JOEU-FM
- Matsuyama; Japan;
- Broadcast area: Ehime Prefecture
- Frequency: 79.7 MHz
- Branding: FM Ehime

Programming
- Language: Japanese
- Format: Full Service, J-Pop
- Affiliations: Japan FM Network

Ownership
- Owner: FM Ehime Broadcasting Co.

History
- First air date: February 1, 1982

Technical information
- Licensing authority: MIC
- Power: 1 kilowatt (Matsuyama)

Links
- Website: http://www.joeufm.co.jp

= FM Ehime =

Radio station in Ehime Prefecture, Japan

FM Ehime (エフエム愛媛) is an FM radio station in Ehime, Japan. The station is an affiliate of the Japan FM Network (JFN). It started broadcasting on February 1, 1982, becoming the fifth commercial FM station in Japan, the first since 1970 and the first located outside of a larger city.

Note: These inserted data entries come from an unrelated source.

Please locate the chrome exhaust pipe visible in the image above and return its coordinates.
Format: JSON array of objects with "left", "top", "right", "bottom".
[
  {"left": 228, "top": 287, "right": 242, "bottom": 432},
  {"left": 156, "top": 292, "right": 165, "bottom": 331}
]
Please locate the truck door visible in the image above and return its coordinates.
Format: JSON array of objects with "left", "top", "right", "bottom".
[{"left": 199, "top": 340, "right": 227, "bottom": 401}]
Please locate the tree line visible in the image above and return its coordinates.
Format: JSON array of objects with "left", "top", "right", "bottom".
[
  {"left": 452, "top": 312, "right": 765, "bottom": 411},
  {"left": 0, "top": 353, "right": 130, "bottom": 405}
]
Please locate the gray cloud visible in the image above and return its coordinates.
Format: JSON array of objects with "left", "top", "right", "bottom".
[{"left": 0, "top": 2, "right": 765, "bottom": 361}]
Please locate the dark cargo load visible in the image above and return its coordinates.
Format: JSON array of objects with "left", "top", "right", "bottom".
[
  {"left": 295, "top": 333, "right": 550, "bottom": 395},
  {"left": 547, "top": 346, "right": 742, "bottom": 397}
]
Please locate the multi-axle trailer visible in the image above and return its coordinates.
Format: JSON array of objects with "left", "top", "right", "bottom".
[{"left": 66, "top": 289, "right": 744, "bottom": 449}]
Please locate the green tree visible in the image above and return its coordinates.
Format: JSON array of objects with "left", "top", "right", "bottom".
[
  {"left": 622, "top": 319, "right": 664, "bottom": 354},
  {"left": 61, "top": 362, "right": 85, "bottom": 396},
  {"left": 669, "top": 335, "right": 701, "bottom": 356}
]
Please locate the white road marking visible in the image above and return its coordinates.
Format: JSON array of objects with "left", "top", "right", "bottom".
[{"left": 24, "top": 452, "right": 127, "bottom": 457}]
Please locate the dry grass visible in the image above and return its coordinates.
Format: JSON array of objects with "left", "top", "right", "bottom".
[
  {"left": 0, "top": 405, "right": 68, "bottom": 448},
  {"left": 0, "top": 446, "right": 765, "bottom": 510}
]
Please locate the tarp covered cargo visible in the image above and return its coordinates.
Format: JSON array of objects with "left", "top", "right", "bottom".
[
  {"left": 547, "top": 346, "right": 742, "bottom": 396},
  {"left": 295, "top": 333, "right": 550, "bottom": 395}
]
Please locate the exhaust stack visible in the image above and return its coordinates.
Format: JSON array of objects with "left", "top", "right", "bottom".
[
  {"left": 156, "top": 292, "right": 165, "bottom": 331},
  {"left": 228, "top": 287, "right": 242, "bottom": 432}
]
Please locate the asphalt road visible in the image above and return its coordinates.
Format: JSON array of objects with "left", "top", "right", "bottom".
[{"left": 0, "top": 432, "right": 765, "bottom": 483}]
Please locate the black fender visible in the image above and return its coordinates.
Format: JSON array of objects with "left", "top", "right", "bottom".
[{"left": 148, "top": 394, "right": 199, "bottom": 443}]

The station is reportedly the largest FM station in Shikoku; as of the end of fiscal 2021, the station's audience was estimated to be between 50,000 and 100,000 listeners.

==Capital composition==
As of 2015:

| Capital | Total number of shares | Number of shareholders |
|---|---|---|
| 500 million yen | 1,000,000 shares | 42 |

| Shareholder | Number of shares | Percentage |
|---|---|---|
| Ehime Government | 100,000 shares | 10.00% |
| Ehime Broadcasting | 100,000 shares | 10.00% |
| Yomiuri Shimbun Osaka Headquarters | 079,000 shares | 07.90% |
| Junji Hino | 065,500 shares | 06.55% |
| Ehime Shimbun Printing Company | 064,000 shares | 06.40% |
| Fuji Media Holdings | 053,000 shares | 05.30% |
| Asahi Shimbun | 050,000 shares | 05.00% |
| Shiraichi Toitsu | 048,000 shares | 04.80% |
| Matsuyama City Government | 040,000 shares | 04.00% |
| Nankai Broadcasting | 040,000 shares | 04.00% |
| Nikkei, Inc. | 040,000 shares | 04.00% |
| Iyo Bank | 040,000 shares | 04.00% |
| Ehime Bank | 040,000 shares | 04.00% |
| National Mutual Insurance Federation of Agricultural Cooperatives (Ehime Headquarters) | 040,000 shares | 04.00% |
| Ehime Prefectural Credit Agricultural Cooperative Federation | 040,000 shares | 04.00% |

==History==
FM Ehime was registered in 1981, a move that was seen with concern from Nankai Broadcasting, as it feared a loss of listeners owing to the station's opening. On February 1, 1982, JOEU-FM started broadcasting on 79.9 in Matsuyama; up until April 9, it had set up its relay stations at Niihama, Yawatahama and Uwajima.

On the week starting December 16, 2002, FM Ehime took part in a joint listener survey for the first time, which was shared by RNB and issued by Video Research.

In June 2018, the company opened its online store, FM Marche, to sell products typical of the prefecture and Shikoku for a national audience, in order to boost revenue.